My biggest fear when I started teaching (and through my entire 17 year career) wasn't that a child would vomit on me or the principal would spend half a day in my class.  My worst fear from the very start was losing the wonderful career I had and not being able to teach.  I loved my work so much that I regularly feared the situation I now find myself in.  What would happen if I couldn't teach?
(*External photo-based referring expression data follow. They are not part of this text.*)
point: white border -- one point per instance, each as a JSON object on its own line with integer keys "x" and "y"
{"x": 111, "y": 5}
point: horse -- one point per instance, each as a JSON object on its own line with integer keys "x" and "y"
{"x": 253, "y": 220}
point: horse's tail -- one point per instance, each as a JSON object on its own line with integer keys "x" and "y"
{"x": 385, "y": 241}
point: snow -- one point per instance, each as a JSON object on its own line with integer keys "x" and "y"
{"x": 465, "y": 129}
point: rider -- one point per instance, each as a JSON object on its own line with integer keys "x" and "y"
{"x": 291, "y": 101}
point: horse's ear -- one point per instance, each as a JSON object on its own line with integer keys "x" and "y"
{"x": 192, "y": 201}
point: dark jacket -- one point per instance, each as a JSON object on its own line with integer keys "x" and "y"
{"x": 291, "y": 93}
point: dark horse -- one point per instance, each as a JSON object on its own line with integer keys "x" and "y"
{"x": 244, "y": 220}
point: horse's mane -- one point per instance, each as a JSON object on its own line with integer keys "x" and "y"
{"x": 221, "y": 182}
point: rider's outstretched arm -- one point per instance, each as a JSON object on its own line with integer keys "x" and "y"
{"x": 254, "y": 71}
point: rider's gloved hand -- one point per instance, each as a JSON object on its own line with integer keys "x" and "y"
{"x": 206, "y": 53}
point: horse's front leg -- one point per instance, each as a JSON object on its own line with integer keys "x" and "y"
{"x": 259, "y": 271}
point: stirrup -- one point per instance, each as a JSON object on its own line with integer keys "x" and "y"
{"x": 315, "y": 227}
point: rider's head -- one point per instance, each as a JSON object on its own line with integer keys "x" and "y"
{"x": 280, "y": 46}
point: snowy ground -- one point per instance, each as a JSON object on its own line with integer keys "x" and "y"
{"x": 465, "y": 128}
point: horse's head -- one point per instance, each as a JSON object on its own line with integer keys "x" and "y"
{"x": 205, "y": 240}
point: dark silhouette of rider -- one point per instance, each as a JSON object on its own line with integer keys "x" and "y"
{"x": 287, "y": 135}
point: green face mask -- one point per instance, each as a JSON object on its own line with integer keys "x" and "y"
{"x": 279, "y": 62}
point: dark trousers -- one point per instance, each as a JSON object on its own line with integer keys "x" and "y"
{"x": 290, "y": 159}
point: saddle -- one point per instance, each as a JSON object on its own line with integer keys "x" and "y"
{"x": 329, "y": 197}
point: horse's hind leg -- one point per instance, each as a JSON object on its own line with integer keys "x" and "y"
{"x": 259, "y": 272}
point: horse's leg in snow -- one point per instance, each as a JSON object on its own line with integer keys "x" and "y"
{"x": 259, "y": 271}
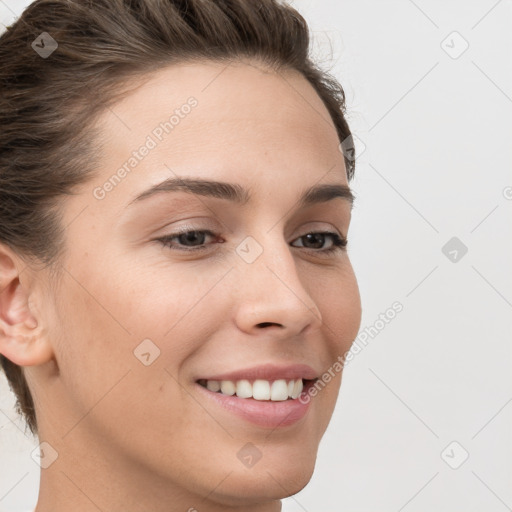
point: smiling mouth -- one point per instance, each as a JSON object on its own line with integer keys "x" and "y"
{"x": 277, "y": 390}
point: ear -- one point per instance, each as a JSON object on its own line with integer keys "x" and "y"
{"x": 22, "y": 339}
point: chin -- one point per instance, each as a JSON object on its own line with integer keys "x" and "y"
{"x": 246, "y": 486}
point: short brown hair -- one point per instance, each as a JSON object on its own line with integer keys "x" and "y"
{"x": 48, "y": 105}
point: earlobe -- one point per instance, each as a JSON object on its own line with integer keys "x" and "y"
{"x": 22, "y": 339}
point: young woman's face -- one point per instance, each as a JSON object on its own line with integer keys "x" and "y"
{"x": 136, "y": 322}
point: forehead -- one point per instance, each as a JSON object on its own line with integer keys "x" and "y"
{"x": 240, "y": 108}
{"x": 236, "y": 123}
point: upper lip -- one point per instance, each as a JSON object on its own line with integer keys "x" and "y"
{"x": 269, "y": 371}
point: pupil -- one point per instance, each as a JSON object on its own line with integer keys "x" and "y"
{"x": 192, "y": 236}
{"x": 313, "y": 236}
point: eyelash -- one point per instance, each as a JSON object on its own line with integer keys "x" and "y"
{"x": 339, "y": 243}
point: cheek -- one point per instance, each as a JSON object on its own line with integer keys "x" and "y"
{"x": 336, "y": 294}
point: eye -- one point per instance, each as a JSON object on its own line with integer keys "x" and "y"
{"x": 318, "y": 238}
{"x": 193, "y": 241}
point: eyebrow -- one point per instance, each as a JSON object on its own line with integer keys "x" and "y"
{"x": 236, "y": 193}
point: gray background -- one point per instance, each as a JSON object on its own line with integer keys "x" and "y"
{"x": 433, "y": 386}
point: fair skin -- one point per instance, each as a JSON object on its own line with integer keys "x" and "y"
{"x": 134, "y": 437}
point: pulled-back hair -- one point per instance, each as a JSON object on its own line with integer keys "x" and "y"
{"x": 48, "y": 103}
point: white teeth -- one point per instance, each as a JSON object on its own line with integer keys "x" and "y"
{"x": 243, "y": 389}
{"x": 277, "y": 390}
{"x": 227, "y": 387}
{"x": 261, "y": 390}
{"x": 297, "y": 388}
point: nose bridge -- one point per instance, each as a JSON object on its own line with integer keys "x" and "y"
{"x": 270, "y": 289}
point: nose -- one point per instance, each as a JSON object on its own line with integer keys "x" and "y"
{"x": 271, "y": 295}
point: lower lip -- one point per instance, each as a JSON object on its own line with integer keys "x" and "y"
{"x": 263, "y": 413}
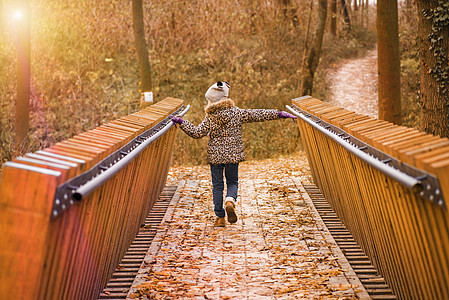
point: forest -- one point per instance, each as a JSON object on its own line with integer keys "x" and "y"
{"x": 85, "y": 70}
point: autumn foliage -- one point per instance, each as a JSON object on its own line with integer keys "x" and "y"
{"x": 84, "y": 68}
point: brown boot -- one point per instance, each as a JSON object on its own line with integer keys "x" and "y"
{"x": 230, "y": 210}
{"x": 220, "y": 222}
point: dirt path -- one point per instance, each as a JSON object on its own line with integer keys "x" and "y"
{"x": 353, "y": 85}
{"x": 278, "y": 249}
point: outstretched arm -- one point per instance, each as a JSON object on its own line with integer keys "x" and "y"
{"x": 258, "y": 115}
{"x": 193, "y": 131}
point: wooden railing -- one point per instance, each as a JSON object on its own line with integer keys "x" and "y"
{"x": 396, "y": 212}
{"x": 54, "y": 247}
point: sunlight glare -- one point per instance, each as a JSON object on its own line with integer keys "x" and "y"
{"x": 18, "y": 15}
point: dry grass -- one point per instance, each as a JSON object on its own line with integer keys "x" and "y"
{"x": 85, "y": 73}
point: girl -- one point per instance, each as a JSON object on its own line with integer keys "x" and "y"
{"x": 223, "y": 124}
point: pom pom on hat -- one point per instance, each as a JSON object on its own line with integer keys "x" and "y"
{"x": 218, "y": 91}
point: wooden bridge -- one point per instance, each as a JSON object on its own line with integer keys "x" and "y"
{"x": 72, "y": 213}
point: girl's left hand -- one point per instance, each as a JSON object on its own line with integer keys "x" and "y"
{"x": 284, "y": 115}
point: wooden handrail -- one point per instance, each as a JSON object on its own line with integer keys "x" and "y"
{"x": 74, "y": 255}
{"x": 405, "y": 235}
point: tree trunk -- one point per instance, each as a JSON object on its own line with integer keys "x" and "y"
{"x": 355, "y": 15}
{"x": 333, "y": 7}
{"x": 141, "y": 46}
{"x": 388, "y": 61}
{"x": 346, "y": 14}
{"x": 433, "y": 33}
{"x": 23, "y": 48}
{"x": 313, "y": 58}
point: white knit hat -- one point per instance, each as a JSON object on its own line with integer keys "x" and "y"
{"x": 218, "y": 91}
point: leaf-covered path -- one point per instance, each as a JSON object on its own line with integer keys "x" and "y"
{"x": 278, "y": 249}
{"x": 353, "y": 85}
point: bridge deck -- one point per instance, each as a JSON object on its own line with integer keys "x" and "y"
{"x": 279, "y": 248}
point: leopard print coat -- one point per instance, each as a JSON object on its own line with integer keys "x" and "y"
{"x": 223, "y": 124}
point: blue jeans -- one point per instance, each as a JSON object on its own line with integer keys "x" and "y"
{"x": 231, "y": 172}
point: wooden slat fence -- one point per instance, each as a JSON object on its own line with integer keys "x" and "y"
{"x": 405, "y": 236}
{"x": 72, "y": 255}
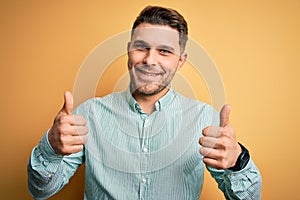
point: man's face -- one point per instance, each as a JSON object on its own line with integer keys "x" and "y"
{"x": 153, "y": 58}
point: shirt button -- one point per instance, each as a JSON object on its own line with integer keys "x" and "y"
{"x": 144, "y": 180}
{"x": 145, "y": 149}
{"x": 147, "y": 121}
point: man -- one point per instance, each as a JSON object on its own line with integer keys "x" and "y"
{"x": 144, "y": 143}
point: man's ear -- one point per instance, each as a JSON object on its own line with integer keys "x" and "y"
{"x": 182, "y": 60}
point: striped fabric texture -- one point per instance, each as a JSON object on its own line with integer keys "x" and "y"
{"x": 132, "y": 155}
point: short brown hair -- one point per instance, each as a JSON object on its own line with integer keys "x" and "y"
{"x": 164, "y": 16}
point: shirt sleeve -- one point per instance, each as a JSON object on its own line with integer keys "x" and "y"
{"x": 243, "y": 184}
{"x": 49, "y": 172}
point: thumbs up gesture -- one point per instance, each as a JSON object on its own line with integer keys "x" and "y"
{"x": 219, "y": 145}
{"x": 69, "y": 132}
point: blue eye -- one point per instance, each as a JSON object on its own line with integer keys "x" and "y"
{"x": 165, "y": 51}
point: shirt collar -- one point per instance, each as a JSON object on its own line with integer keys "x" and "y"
{"x": 159, "y": 105}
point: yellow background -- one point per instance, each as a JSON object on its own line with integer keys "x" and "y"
{"x": 255, "y": 45}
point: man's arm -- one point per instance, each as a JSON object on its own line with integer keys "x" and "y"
{"x": 221, "y": 151}
{"x": 59, "y": 153}
{"x": 48, "y": 172}
{"x": 244, "y": 184}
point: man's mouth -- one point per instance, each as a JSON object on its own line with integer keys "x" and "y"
{"x": 148, "y": 73}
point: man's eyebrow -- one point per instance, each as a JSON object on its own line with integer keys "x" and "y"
{"x": 140, "y": 42}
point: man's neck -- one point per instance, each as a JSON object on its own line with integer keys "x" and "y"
{"x": 147, "y": 102}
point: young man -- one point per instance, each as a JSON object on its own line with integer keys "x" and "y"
{"x": 144, "y": 143}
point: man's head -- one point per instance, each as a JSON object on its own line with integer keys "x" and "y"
{"x": 156, "y": 15}
{"x": 156, "y": 50}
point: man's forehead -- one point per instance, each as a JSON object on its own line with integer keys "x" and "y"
{"x": 156, "y": 35}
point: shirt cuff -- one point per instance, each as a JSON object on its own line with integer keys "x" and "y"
{"x": 47, "y": 151}
{"x": 235, "y": 176}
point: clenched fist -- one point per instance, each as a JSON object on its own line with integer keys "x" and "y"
{"x": 69, "y": 132}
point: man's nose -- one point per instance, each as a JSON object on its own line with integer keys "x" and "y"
{"x": 150, "y": 57}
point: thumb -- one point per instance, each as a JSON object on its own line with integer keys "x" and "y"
{"x": 224, "y": 115}
{"x": 68, "y": 104}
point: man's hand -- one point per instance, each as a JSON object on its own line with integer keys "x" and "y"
{"x": 69, "y": 132}
{"x": 219, "y": 146}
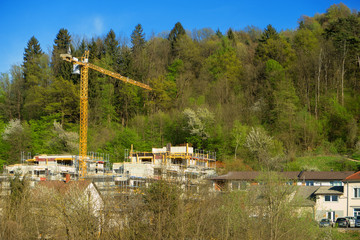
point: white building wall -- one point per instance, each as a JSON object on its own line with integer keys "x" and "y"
{"x": 353, "y": 202}
{"x": 322, "y": 207}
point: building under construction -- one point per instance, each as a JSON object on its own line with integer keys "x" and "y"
{"x": 182, "y": 164}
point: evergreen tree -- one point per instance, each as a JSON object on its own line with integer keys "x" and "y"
{"x": 137, "y": 38}
{"x": 62, "y": 43}
{"x": 269, "y": 32}
{"x": 175, "y": 34}
{"x": 31, "y": 65}
{"x": 111, "y": 45}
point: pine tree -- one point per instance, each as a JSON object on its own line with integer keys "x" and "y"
{"x": 62, "y": 44}
{"x": 111, "y": 44}
{"x": 174, "y": 36}
{"x": 137, "y": 38}
{"x": 32, "y": 56}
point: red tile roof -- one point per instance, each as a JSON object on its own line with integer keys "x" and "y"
{"x": 353, "y": 177}
{"x": 322, "y": 175}
{"x": 63, "y": 187}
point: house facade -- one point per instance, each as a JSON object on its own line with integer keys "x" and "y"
{"x": 331, "y": 194}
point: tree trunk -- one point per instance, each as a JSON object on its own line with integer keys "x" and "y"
{"x": 343, "y": 74}
{"x": 317, "y": 95}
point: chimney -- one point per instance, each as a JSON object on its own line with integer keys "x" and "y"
{"x": 67, "y": 178}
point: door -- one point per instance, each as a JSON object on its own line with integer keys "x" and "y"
{"x": 331, "y": 215}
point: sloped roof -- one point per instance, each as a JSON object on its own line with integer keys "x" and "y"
{"x": 63, "y": 187}
{"x": 303, "y": 175}
{"x": 306, "y": 194}
{"x": 353, "y": 177}
{"x": 330, "y": 190}
{"x": 329, "y": 175}
{"x": 252, "y": 175}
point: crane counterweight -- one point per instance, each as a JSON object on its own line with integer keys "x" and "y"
{"x": 84, "y": 66}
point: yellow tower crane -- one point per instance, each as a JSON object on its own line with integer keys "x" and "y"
{"x": 84, "y": 65}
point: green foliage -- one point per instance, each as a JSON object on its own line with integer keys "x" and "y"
{"x": 322, "y": 163}
{"x": 288, "y": 83}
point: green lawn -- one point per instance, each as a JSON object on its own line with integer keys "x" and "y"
{"x": 322, "y": 163}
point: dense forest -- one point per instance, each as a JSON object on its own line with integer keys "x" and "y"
{"x": 259, "y": 98}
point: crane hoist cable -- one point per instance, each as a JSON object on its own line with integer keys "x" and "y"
{"x": 82, "y": 65}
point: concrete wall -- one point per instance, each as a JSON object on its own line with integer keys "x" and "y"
{"x": 352, "y": 201}
{"x": 322, "y": 207}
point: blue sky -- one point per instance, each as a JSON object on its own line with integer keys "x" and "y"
{"x": 20, "y": 20}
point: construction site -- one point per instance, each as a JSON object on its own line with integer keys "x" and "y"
{"x": 183, "y": 164}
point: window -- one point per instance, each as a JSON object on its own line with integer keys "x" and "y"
{"x": 336, "y": 183}
{"x": 309, "y": 183}
{"x": 357, "y": 212}
{"x": 235, "y": 185}
{"x": 357, "y": 192}
{"x": 331, "y": 198}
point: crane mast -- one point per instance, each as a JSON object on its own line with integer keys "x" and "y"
{"x": 84, "y": 65}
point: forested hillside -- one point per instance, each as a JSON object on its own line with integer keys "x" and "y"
{"x": 258, "y": 97}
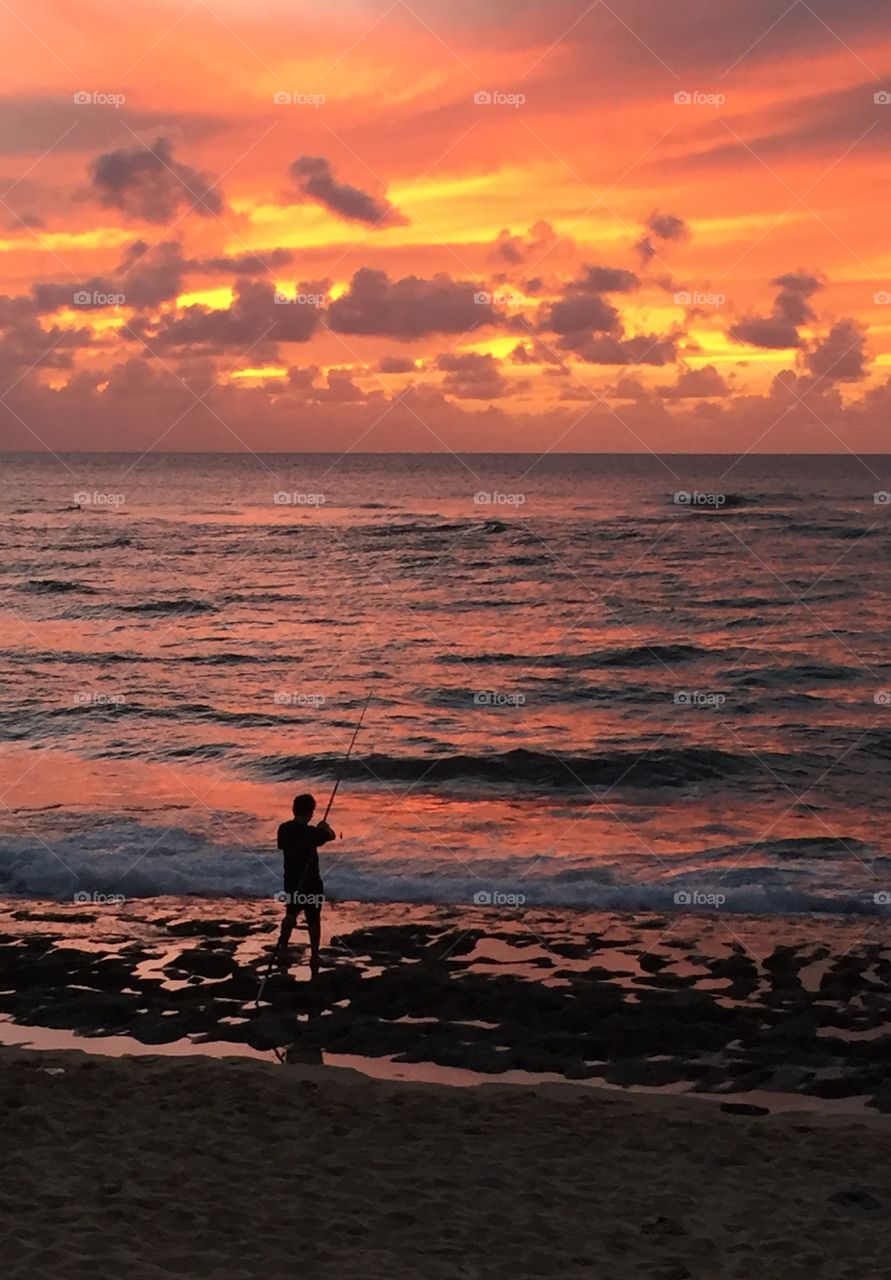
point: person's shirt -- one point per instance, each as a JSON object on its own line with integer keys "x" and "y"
{"x": 300, "y": 846}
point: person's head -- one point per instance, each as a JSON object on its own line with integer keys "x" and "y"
{"x": 304, "y": 807}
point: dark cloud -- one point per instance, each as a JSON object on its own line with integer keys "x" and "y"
{"x": 659, "y": 227}
{"x": 611, "y": 350}
{"x": 473, "y": 376}
{"x": 410, "y": 307}
{"x": 695, "y": 384}
{"x": 151, "y": 274}
{"x": 538, "y": 241}
{"x": 255, "y": 319}
{"x": 315, "y": 179}
{"x": 147, "y": 183}
{"x": 396, "y": 365}
{"x": 580, "y": 312}
{"x": 768, "y": 332}
{"x": 841, "y": 355}
{"x": 583, "y": 309}
{"x": 245, "y": 264}
{"x": 27, "y": 347}
{"x": 606, "y": 279}
{"x": 791, "y": 307}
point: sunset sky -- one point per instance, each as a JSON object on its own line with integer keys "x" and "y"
{"x": 448, "y": 224}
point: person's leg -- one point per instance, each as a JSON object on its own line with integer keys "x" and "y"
{"x": 314, "y": 929}
{"x": 288, "y": 922}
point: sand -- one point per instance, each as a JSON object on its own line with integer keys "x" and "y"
{"x": 156, "y": 1168}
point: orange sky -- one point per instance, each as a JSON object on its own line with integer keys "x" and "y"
{"x": 618, "y": 225}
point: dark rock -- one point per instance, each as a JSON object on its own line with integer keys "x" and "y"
{"x": 663, "y": 1225}
{"x": 859, "y": 1198}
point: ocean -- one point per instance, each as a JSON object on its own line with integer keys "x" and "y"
{"x": 601, "y": 681}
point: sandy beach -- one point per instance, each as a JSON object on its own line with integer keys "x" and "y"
{"x": 237, "y": 1170}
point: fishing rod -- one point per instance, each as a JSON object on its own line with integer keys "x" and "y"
{"x": 328, "y": 809}
{"x": 346, "y": 758}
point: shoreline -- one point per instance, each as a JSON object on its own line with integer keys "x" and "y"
{"x": 621, "y": 1000}
{"x": 321, "y": 1171}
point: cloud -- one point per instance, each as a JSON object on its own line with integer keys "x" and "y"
{"x": 611, "y": 350}
{"x": 474, "y": 376}
{"x": 146, "y": 183}
{"x": 245, "y": 264}
{"x": 315, "y": 179}
{"x": 255, "y": 320}
{"x": 580, "y": 312}
{"x": 583, "y": 309}
{"x": 410, "y": 307}
{"x": 695, "y": 384}
{"x": 841, "y": 355}
{"x": 151, "y": 274}
{"x": 659, "y": 227}
{"x": 396, "y": 365}
{"x": 791, "y": 307}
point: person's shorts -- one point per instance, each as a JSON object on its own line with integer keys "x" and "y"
{"x": 298, "y": 897}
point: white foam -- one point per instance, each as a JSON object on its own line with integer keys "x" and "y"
{"x": 135, "y": 860}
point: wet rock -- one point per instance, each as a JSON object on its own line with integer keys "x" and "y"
{"x": 202, "y": 963}
{"x": 638, "y": 1072}
{"x": 662, "y": 1225}
{"x": 272, "y": 1031}
{"x": 857, "y": 1198}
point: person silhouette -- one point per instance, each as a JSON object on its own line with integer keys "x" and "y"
{"x": 304, "y": 888}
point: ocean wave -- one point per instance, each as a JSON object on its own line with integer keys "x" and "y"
{"x": 635, "y": 656}
{"x": 55, "y": 586}
{"x": 654, "y": 768}
{"x": 141, "y": 860}
{"x": 159, "y": 608}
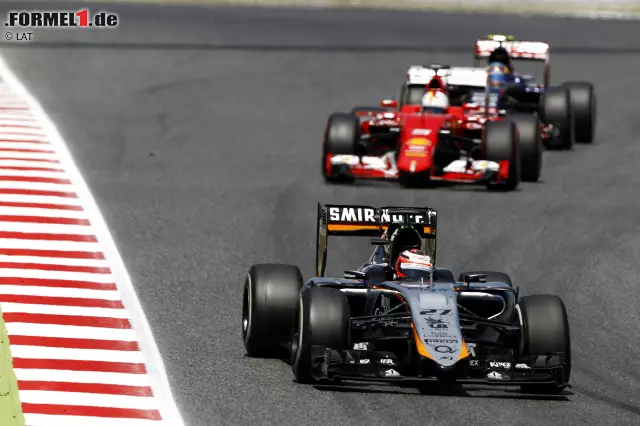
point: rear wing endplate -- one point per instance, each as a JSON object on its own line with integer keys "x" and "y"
{"x": 368, "y": 221}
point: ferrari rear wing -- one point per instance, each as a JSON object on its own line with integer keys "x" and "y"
{"x": 368, "y": 221}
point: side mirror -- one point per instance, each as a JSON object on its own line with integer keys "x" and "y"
{"x": 475, "y": 278}
{"x": 379, "y": 242}
{"x": 389, "y": 103}
{"x": 354, "y": 275}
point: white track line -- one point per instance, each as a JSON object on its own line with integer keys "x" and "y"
{"x": 41, "y": 199}
{"x": 69, "y": 331}
{"x": 37, "y": 186}
{"x": 63, "y": 261}
{"x": 40, "y": 352}
{"x": 47, "y": 420}
{"x": 87, "y": 399}
{"x": 24, "y": 308}
{"x": 33, "y": 211}
{"x": 76, "y": 293}
{"x": 56, "y": 275}
{"x": 29, "y": 163}
{"x": 141, "y": 330}
{"x": 34, "y": 173}
{"x": 46, "y": 228}
{"x": 48, "y": 245}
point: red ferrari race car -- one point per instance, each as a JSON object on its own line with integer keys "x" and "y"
{"x": 567, "y": 111}
{"x": 419, "y": 144}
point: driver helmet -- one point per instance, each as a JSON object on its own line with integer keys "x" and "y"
{"x": 413, "y": 263}
{"x": 501, "y": 55}
{"x": 497, "y": 76}
{"x": 435, "y": 101}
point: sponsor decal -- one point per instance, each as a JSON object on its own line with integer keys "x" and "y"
{"x": 419, "y": 142}
{"x": 365, "y": 214}
{"x": 435, "y": 312}
{"x": 494, "y": 375}
{"x": 471, "y": 348}
{"x": 507, "y": 365}
{"x": 19, "y": 20}
{"x": 436, "y": 323}
{"x": 421, "y": 132}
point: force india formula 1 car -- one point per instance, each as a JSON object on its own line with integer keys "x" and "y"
{"x": 417, "y": 147}
{"x": 568, "y": 111}
{"x": 373, "y": 327}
Anytime you type "former teacher" into the search engine, you come up with stories of teachers accused of misconduct (ok gross misconduct) and their life is forever changed.  The interesting thing is, all of the stories begin with "accused of" and that is all it takes.  I knew from the time I took my first position (opened in the middle of the year because the teacher was arrested for having relations with a high school student) that my career could be over at the mere accusation of a student, parent, or co-worker who didn't want me around.

This is a lot of stress to carry with you when you enjoy what you are doing so much.  Not only did I need to fear the actions of others, but I consistently needed to self audit my language and actions anywhere I would be seen.  The termination of a teacher holding beer steins in various countries on a Facebook page only added to the sometimes over-whelming fear that something could get in the way of me and my wonderful title of "teacher."

Perhaps in future posts, I can describe the various places I taught which included prek-university with the exclusion of k,6th,9th and 10th.  For now I'll just describe the reason I find myself looking for a life after teaching.

I found myself full-circle in a position of my dreams this year.  I was hired to run the preschool program that was operated by juniors and seniors.  I was to instruct the high school teachers and they instructed the prek students.  I loved everything about this position and was doing a pretty good job despite a few "bumps in the road."  Then the unexpected happened: I became ill. 

My worst fear came true, but not because of anyone accusing me of anything.  I can no longer teach because my body won't let me. 

So begins my life after teaching.  I'm 3 months into my life now and I still have not figured out exactly what comes next. If there is anyone out there who has already made this type of transition, I'd love to hear from you!